April 10, 2008

Mary Jo Foley asks if Windows 7 will be available in pieces.

It's a sensible thought. I believe that the desktop operating system is (at least currently) a dead-end. It is no longer a place where any kind of interesting platform warring can occur. All desktop operating systems must offer similar resources (access to the capabilities of the underlying hardware, file-system, graphic user-interface including components, media handling etc. etc.)

Until the hardware changes or human requirements change fundamentally, these are more or less static; commoditized.

Windows, Mac and Linux all do a sufficiently OK job of providing for these requirements that the choice of one or the other offers little advantage to the application writer. One chooses to write for Windows because that's where the biggest market is, or Mac because that's where the most exclusive market is, or Linux because of ideological commitment.

Differentiating desktop operating systems boils down to tweaking the inessentials.

This is why Microsoft's huge investment of time, money and goodwill in Vista was a strategic mistake. One which cost the company far more than a desktop OS could ever recover.

Instead, the competitive action has moved to new loci. As I've mentioned on my other blog, there is a dramatic upheaval going on in the software world :

Applications are getting pulverized, fragmented down into smaller, more focussed, single "feature" mini-applications that I tend to call "widgets". This is happening because there are new networks for organizing and plugging the widgets together. Widgets are tethered through web protocols, RSS etc to server based applications in the "cloud" but are only distantly connected to each other.

Increasingly they are running on virtual machines which have successfully wrapped and hidden the operating system. (The browser, the Java Virtual Machine, the Flash virtual machine etc.) One thing that has helped with this is that the web-based applications store user's data in the cloud not on the local machine, and so avoid having to get too familiar with the local file-system.

This software is often self-installing or comes directly from the web. It usually needs no purchasing and relies on no infrastructure of distribution (such as shops selling boxes with DVDs in) It is promoted by word-of-mouse. The extreme example, which I believe is a pointer to the future, is the Facebook app. where knowledge of applications percolates virally through computer-aided-social-networks (YASNS) who's infrastructure helps accelerate their flow. (Google using GMail to push people into it's online wordprocessor and spreadsheet is another example.)

Widgets, then, are small, narrow focussed programs which live natively in both social networks, and data-flow networks, tethered to the cloud.

In general they eschew dependency on the desktop operating system and prefer to run in the browser, JVM, Flash (and maybe Silverlight) virtual machines.
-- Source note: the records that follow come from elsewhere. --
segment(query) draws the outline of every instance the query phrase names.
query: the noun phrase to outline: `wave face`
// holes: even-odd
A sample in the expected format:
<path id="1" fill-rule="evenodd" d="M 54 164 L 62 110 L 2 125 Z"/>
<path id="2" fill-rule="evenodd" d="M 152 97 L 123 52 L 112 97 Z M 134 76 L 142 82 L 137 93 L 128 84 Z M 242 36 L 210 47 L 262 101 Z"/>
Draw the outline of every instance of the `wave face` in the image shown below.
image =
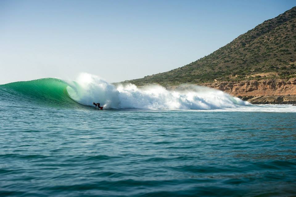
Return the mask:
<path id="1" fill-rule="evenodd" d="M 63 106 L 93 106 L 95 102 L 105 109 L 209 110 L 248 104 L 222 91 L 204 87 L 186 86 L 169 90 L 157 85 L 115 86 L 87 73 L 81 74 L 75 81 L 46 78 L 11 83 L 0 88 L 1 97 L 16 94 L 24 100 Z"/>

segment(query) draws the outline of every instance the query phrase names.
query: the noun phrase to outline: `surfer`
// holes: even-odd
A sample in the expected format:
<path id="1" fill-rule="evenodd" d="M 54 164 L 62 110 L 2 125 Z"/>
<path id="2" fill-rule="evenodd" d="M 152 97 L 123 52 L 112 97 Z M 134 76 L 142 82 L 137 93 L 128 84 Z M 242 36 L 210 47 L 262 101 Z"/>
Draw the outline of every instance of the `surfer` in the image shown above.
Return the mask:
<path id="1" fill-rule="evenodd" d="M 92 104 L 95 105 L 95 108 L 97 107 L 97 106 L 98 106 L 98 108 L 101 108 L 101 107 L 100 106 L 100 103 L 95 103 L 94 102 L 92 103 Z"/>

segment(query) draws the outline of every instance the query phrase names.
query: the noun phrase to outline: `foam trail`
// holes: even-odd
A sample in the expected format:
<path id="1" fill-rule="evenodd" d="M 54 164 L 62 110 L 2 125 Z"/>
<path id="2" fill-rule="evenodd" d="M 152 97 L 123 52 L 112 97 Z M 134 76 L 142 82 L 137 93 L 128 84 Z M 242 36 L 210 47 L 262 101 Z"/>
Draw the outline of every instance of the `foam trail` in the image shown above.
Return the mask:
<path id="1" fill-rule="evenodd" d="M 85 73 L 76 82 L 68 83 L 67 90 L 74 100 L 90 106 L 93 102 L 100 103 L 105 108 L 209 110 L 249 104 L 222 91 L 197 86 L 174 90 L 158 85 L 115 86 Z"/>

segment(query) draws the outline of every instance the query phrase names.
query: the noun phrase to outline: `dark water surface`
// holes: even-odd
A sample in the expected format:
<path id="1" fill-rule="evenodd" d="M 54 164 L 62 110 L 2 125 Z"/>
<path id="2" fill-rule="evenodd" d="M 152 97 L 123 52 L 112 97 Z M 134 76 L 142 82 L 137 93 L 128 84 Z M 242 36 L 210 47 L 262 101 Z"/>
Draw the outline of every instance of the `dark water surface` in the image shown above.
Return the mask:
<path id="1" fill-rule="evenodd" d="M 6 103 L 0 196 L 296 195 L 296 113 Z"/>

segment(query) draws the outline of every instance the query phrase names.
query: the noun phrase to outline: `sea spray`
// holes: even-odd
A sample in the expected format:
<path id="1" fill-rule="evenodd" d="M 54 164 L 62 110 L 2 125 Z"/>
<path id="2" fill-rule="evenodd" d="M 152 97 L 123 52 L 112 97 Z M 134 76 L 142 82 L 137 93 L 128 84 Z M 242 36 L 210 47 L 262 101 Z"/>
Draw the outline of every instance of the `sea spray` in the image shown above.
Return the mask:
<path id="1" fill-rule="evenodd" d="M 68 82 L 68 93 L 75 101 L 90 106 L 99 102 L 105 109 L 209 110 L 249 104 L 222 91 L 197 86 L 183 85 L 174 90 L 157 85 L 116 86 L 85 73 Z"/>

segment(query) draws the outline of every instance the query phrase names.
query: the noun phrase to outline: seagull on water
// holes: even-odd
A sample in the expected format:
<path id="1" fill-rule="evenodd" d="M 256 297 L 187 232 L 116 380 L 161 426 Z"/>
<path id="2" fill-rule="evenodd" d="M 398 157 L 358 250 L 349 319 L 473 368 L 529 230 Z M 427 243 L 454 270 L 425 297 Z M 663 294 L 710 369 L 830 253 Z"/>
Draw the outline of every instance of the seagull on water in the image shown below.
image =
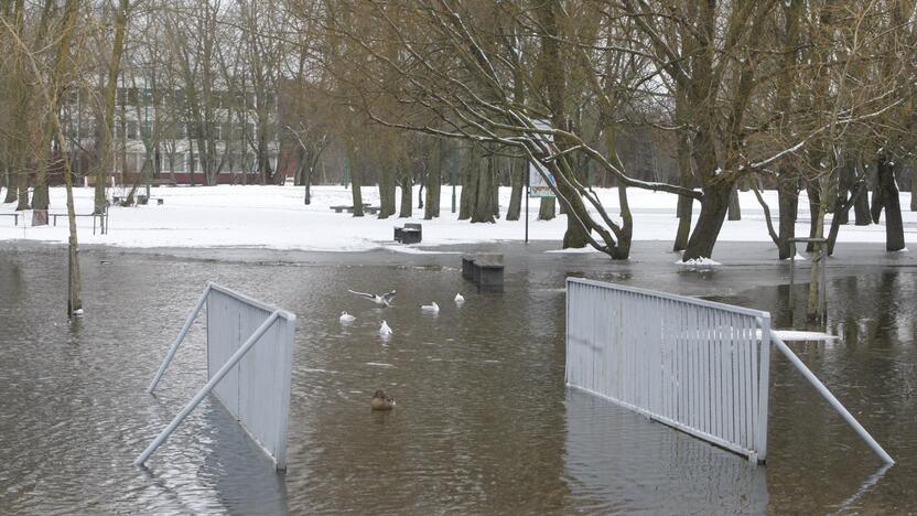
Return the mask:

By their very existence they contributed to the decline in relevance of the desktop operating system but reignite a platform war among widget containers. There is a lot of room for differentiation in the container : who provides the best video decompression or GUI toolkit, for example.

The other coming platform war is going to be in the cloud. We are seeing the shift from companies providing basic hosting mechanics (servers, database servers) to Amazon providing a suite of cheap, scalable resources for a web-based applications, to Google coming with the beginnings of a complete, integrated development/deployment/hosting platform with Application Engine.

As Folknology puts it in a tweet today :

GAE marks the end of frameworks & the beginning of Platform 2.0. Expect this to be a hum-dimmer of a war between the big players.

Over the next five years there's going to be far more happening on both the integrated cloud development and hosting front, and on the widget-container front than on the desktop. At which point it must start to dawn on Microsoft that they can't afford to waste as much on Windows 7 as they did on Vista. It's not clear that there's any need at all for a new Windows apart from for appearances sake. And to stay in the game.

It's certainly no longer viable to keep the next Windows as the centre of attention or try to fight for world-domination there.

Windows 7 can't be the monolithic, all conquering beast that its ancestors were. Instead, far better to be a swarm of components. Cheap to produce, loosely coupled, a buffet from which users can pick and choose.